The Laser-Induced Breakdown Spectroscopy (LIBS) scenario involves determining the elements contained in a sample using laser spectroscopy. This is a variant of atomic emission spectroscopy that is comparatively easy to apply. LIBS is integrated into an experiment box that is collected by LRU2 from the lander and placed beside a rock of interest in the target area. The laser can be used from a distance of less than 10 centimetres. The vaporisation of the rock material causes the formation of a plasma. This is subjected to spectral analysis, with the results being sent to the control centre to determine its composition.
The Low Frequency Array (LOFAR) scenario focuses on the search for life beyond Earth. As part of ARCHES, it tests the placement of the experiment hardware for use in a future lunar mission. On the far side of the Moon, combined receivers will be arranged over a large area to scan the radio portion of the electromagnetic spectrum for possible signs of intelligent extraterrestrial life. For the analogue mission on Etna, LRU2 will distribute six boxes, each with a LOFAR antenna, to create a simple pyramid structure that imitates the pattern that will later be used on the lunar surface.

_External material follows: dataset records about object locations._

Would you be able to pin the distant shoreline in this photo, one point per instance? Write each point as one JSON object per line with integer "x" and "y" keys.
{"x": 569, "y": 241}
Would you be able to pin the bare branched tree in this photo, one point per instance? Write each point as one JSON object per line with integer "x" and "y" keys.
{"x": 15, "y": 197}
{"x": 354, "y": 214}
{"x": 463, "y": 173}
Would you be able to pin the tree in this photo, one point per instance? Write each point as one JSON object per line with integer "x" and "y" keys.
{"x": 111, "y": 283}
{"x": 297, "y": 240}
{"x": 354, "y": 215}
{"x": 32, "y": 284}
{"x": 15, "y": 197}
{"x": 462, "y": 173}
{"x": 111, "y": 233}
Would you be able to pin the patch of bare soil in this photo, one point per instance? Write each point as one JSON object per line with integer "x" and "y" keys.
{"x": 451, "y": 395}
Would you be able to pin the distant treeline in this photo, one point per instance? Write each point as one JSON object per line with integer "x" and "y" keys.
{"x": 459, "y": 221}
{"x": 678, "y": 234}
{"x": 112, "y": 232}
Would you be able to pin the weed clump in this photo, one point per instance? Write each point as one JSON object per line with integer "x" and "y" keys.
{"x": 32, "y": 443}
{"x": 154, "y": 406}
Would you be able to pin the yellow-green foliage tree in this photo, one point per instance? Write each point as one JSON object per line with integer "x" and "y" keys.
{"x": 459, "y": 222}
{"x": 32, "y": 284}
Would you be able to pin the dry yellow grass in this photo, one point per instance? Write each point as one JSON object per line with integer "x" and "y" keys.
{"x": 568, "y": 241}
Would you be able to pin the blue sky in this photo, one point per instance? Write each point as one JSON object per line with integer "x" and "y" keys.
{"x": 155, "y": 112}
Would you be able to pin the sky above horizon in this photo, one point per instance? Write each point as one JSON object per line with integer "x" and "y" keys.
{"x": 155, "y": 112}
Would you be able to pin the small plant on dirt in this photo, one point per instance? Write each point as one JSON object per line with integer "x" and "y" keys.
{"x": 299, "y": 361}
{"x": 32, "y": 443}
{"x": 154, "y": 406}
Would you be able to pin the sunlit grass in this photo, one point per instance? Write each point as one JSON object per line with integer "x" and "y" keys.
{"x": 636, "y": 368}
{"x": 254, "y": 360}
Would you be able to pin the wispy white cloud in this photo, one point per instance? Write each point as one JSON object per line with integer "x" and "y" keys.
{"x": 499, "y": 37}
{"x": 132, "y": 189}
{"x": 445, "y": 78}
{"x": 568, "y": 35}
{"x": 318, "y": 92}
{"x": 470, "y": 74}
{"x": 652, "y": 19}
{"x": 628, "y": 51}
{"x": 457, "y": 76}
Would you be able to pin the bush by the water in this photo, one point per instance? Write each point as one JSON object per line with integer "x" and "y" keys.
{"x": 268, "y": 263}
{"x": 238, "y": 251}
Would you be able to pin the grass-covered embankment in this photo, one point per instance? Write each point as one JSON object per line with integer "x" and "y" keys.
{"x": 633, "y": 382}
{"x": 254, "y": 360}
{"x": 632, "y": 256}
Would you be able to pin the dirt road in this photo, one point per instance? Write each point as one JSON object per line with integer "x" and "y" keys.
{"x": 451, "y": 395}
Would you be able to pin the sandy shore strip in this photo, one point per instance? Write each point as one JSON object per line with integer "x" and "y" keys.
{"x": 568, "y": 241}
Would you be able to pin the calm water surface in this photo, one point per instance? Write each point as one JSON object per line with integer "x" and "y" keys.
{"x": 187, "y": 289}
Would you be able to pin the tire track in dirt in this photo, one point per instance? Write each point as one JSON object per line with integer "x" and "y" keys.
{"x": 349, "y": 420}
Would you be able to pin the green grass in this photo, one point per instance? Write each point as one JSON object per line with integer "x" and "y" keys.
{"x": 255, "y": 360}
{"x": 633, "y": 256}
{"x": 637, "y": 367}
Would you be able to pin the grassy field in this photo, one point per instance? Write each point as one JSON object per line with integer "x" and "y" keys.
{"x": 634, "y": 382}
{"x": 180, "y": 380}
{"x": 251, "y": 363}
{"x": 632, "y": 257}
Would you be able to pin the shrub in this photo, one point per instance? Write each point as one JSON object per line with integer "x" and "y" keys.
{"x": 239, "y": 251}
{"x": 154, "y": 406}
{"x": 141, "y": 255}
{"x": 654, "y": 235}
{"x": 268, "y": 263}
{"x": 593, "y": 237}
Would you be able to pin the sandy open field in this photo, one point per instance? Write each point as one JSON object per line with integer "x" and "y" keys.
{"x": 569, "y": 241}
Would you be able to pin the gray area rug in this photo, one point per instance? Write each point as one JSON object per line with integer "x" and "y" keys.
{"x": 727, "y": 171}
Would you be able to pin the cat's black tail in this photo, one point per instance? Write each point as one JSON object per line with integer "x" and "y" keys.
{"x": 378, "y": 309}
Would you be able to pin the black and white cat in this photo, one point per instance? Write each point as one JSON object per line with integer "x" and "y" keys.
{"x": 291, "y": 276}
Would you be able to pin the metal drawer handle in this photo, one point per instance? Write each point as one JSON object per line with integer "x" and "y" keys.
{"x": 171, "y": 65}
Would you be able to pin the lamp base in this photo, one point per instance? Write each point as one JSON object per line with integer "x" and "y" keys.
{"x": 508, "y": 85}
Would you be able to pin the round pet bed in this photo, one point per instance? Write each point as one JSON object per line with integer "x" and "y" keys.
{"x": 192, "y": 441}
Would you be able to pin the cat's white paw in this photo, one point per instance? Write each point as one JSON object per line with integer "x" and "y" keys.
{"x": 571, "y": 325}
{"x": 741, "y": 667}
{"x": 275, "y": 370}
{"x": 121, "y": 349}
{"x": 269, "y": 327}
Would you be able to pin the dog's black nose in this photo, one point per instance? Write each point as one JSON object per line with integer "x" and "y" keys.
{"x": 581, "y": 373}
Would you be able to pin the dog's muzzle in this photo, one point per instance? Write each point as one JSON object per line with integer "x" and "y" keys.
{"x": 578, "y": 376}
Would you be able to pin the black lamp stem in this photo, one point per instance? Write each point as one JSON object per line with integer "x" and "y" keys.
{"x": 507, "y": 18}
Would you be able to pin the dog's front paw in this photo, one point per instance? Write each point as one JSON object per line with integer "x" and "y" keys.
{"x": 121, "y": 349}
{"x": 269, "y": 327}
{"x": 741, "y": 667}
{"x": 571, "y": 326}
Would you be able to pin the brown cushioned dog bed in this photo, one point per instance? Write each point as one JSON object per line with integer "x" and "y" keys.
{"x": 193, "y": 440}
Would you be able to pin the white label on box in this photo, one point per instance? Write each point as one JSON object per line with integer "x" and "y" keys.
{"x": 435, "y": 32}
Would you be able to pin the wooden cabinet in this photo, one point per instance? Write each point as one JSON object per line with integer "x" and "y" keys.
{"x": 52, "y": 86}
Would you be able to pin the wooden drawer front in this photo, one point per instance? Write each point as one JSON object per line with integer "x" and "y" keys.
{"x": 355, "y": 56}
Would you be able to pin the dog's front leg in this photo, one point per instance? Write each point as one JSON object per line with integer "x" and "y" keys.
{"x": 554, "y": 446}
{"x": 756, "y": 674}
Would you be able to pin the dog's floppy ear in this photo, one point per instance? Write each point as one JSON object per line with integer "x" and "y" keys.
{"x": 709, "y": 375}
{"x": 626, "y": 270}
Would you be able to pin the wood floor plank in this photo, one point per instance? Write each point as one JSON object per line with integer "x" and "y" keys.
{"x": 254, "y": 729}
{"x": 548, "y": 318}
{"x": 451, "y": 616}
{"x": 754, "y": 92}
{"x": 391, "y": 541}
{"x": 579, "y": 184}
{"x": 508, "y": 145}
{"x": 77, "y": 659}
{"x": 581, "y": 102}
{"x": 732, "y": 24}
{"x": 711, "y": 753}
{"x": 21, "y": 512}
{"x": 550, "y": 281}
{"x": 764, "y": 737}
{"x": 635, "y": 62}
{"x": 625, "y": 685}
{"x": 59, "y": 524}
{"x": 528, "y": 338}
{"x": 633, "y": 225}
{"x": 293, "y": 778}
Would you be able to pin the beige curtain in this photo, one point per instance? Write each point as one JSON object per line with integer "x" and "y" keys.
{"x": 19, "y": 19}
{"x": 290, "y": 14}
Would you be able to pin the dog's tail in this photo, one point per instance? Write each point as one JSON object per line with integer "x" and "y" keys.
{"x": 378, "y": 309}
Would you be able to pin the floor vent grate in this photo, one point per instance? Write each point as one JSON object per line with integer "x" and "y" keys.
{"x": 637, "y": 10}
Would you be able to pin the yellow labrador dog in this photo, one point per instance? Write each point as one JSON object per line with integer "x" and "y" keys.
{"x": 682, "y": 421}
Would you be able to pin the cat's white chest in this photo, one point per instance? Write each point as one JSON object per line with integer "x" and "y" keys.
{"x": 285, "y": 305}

DLR and the Karlsruhe Institute of Technology (KIT) are working together on the space-analogue mission as part of the ARCHES project. The European Space Agency (ESA) is also a partner in this project. DLR is also involved in the second part of the project, a deep-sea-analogue mission, directed by the Helmholtz centres for Polar and Marine Research (Alfred Wegener Institute, AWI) and for Ocean Research (GEOMAR). Their findings will be communicated to all partners, with plans to make them usable independently of the respective deployment scenarios. This applies both to the hardware and the joint analysis and interpretation of data by the network’s robots and their interaction with humans.